Les
premiers allers-retours, c'est facile, il y a l'ivresse du début, je
suis tout frais, je n'ai pas vraiment besoin de respirer. Mais
rapidement je m'approche du rouge, il faut trouver un équilibre,
prendre assez d'air pour alimenter la viande. Le souffle s'installe.
Là,
je commence à trop penser, écarte un peu les doigts, plonge la main
loin devant, garde les jambes tendues, respire dans le ventre,
attention à ton bras gauche. C'est chiant cette gauche. Dans la
ligne Matériel, il y a les gens avec les palmes pour les pieds,
palettes pour les mains, ça, ça accélère, mais il y a aussi les
petites planches qu'on tient pour travailler les jambes, ou le dos
avec les palmes, et ça c'est lent.
Je
me demande ce qui est pire : se faire doubler par un requin
furieux, tête en caoutchouc, qui passera quoi qu'il arrive parce
qu'il fait du triathlon, ou bien stagner dans les bulles d'une paire
de palmes maladroites, qu'il faut doubler.
Le
pire du pire, c'est quelqu'un qui va juste un peu moins vite. Rester
derrière, c'est casser le rythme, se brider, en sachant qu'il n'y a
pas de raison que ça s'arrête. J'en ai vite marre et je double,
mais doubler, c'est se mettre en danger entre les deux files, ça
prend une demi-longueur, il faut tordre le cou pour regarder devant,
sinon on peut assommer quelqu'un d'un coup d'aile trop loin du corps.
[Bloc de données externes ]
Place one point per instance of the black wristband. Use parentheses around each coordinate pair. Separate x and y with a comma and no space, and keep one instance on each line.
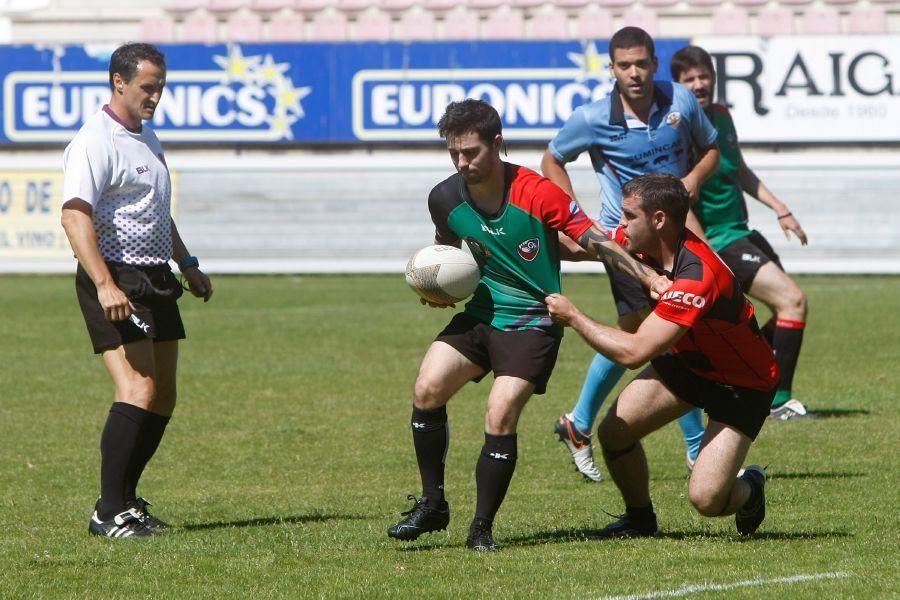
(187,263)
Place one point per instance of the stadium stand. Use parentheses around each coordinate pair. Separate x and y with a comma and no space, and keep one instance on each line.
(211,21)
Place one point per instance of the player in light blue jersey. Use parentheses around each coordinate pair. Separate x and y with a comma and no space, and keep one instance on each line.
(643,126)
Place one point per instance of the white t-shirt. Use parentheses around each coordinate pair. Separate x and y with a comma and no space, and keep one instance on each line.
(122,174)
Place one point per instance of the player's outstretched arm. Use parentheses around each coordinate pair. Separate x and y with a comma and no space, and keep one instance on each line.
(198,282)
(653,337)
(751,184)
(614,256)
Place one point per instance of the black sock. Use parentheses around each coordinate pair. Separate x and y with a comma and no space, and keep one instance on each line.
(147,443)
(493,472)
(117,444)
(786,343)
(431,438)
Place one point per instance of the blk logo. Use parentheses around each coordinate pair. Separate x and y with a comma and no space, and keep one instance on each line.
(529,249)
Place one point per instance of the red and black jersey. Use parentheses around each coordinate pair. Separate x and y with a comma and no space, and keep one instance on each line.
(724,342)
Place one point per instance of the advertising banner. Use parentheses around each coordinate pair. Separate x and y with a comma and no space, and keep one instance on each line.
(313,93)
(810,88)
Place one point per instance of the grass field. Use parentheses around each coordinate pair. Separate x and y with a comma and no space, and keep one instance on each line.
(290,455)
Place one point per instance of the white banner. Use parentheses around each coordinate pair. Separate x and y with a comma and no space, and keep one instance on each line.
(810,88)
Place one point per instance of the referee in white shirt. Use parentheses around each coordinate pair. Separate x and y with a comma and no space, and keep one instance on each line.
(117,216)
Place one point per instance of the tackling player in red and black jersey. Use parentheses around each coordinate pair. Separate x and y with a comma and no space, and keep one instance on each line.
(705,350)
(510,217)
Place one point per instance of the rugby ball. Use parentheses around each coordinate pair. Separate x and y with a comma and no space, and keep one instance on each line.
(443,274)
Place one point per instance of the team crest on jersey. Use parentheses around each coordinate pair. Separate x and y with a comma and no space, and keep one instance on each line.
(529,249)
(673,119)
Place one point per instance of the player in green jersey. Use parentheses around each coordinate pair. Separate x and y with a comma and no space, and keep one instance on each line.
(509,216)
(723,213)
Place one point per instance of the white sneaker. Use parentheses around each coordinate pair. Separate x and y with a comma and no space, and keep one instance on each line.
(579,444)
(792,409)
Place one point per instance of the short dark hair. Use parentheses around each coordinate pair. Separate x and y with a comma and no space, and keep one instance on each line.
(690,57)
(631,37)
(126,58)
(660,191)
(469,115)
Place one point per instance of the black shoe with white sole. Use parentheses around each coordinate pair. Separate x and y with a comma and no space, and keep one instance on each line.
(126,524)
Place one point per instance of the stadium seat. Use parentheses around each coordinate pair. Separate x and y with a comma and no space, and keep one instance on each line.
(414,25)
(730,21)
(158,30)
(313,6)
(749,2)
(820,20)
(349,7)
(286,28)
(200,28)
(396,6)
(460,24)
(224,6)
(183,6)
(269,6)
(442,6)
(328,26)
(550,23)
(373,25)
(243,28)
(658,3)
(775,21)
(571,4)
(645,19)
(872,19)
(593,23)
(504,23)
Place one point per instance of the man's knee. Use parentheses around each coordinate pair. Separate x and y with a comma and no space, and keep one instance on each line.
(708,500)
(429,393)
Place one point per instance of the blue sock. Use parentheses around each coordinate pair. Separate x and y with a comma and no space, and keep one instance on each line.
(602,377)
(692,428)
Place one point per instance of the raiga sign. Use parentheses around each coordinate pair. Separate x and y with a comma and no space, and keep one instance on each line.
(312,93)
(810,89)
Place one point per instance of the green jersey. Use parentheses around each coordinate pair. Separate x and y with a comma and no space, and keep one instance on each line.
(517,248)
(721,209)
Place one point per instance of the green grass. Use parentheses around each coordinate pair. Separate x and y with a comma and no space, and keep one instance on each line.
(290,455)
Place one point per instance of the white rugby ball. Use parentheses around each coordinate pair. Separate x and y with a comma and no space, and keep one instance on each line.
(443,274)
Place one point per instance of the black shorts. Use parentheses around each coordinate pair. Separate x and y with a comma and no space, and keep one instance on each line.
(628,293)
(746,256)
(528,354)
(153,291)
(742,408)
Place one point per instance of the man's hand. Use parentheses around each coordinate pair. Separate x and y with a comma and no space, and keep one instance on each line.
(116,305)
(790,225)
(436,304)
(562,311)
(198,283)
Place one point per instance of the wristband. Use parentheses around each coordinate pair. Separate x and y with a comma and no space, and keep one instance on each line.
(187,263)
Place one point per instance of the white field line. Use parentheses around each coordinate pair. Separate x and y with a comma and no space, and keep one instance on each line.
(717,587)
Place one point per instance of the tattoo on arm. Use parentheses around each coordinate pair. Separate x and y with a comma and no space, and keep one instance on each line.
(615,256)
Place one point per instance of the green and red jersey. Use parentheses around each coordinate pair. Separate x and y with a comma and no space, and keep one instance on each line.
(517,248)
(721,208)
L'aile gauche. Dans la ligne d'eau, on nage à droite comme sur la
route.
Les
bons nageurs sont fantastiques. Ils me passent à une vitesse
incompréhensible : comment peuvent-ils aller autant plus vite
que moi ? Pourtant je viens toutes les semaines. Sans doute
parce que je ne fais pas de triathlon. Ils sont puissants, ils
traitent l'eau comme un obstacle, ils la frappent, ils la dégagent.
Ils passent comme des bolides.
Le
mieux, c'est les bonnes nageuses. Elles sont belles. Pas
physiquement, enfin pas spécialement : sous l'eau toutes les
femmes sont des bombes. Au fil des longueurs, j'entrevois des
créatures à maillots olympiques et cuisses lisses. Elles me font
forte impression mais je regarde le fond. Peu importe la plastique,
ce qui importe, c'est le mouvement. Les bonnes nageuses ne frappent
pas l'eau, elles la massent, elles y glissent. Faute de puissance,
elles l'épousent. Absentes, toutes dans leur mouvement, faciles
comme des loutres. La force rend brutal. Le plus beau, c'est les
bonnes nageuses.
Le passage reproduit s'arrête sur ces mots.